Well, And A $10,000 Oscilloscope
The idea of sniffing out infected kit by monitoring their EM emissions seems to be a bit beyond what we can achieve at this point, however it seems that this ability is something we may see in the near future thanks to some rather inventive researchers. They hooked up a 1GHz Picoscope 6407 USB oscilloscope, a Langer PA-303 amplifier and a Langer RF-R H-Field probe to the BCM2837 processor found in a Raspberry Pi 2B and then purposefully infected the RasPi to monitor the EM emissions.
Their tests included such old favourites as bashlite, mirai, gonnacry, keysniffer, and maK_it; the activity of which they monitored and recorded.

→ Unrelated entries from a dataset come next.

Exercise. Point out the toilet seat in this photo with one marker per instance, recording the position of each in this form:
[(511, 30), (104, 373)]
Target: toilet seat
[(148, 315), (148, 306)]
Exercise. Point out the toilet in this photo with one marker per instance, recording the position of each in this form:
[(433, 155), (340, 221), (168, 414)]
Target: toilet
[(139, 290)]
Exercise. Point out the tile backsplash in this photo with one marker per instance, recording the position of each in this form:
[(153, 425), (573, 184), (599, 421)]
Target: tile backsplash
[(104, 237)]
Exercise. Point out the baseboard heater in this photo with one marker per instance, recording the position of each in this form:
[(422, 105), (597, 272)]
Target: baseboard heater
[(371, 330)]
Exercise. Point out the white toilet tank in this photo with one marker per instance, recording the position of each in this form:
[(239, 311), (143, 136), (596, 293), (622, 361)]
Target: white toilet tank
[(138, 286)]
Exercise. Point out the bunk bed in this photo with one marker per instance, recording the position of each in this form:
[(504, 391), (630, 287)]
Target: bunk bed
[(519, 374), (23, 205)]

They also recorded the EM emissions generated by apps such as mpg123, wget, tar, more, grep, and dmesg which would also produce fair sized emissions, to compare the difference in signalling.
Once they collected all the data, they cleaned up the spectrograms and fed them to a neural network built to classify the captured EM signatures. After running through numerous iterations, they were indeed able to train the network to recognize not only the difference in emissions between a valid process and a malicious one, they could discern which malware was infecting the machine.
The code is available on GitHub, linked to by Hackaday, however it was written for that $10,000 Picoscope 6407 so the hardware requirements may prove a challenge if you want to try this out yourself. As this technique matures the hardware required will hopefully be extended to less expensive kit. Hopefully the next step for the bad guys is not to develop a piece of malware that generates an EM field capable of reprogramming a neural net to ignore it.
Those certainly sound like extraordinary claims to us. But what about the evidence? Well, it turns out that digging a bit deeper into the story uncovered plenty of it. Not only has the paper been made available for free thanks to the sponsors of the ACSAC, but the team behind it has released all of code and documentation necessary to recreate their findings on GitHub.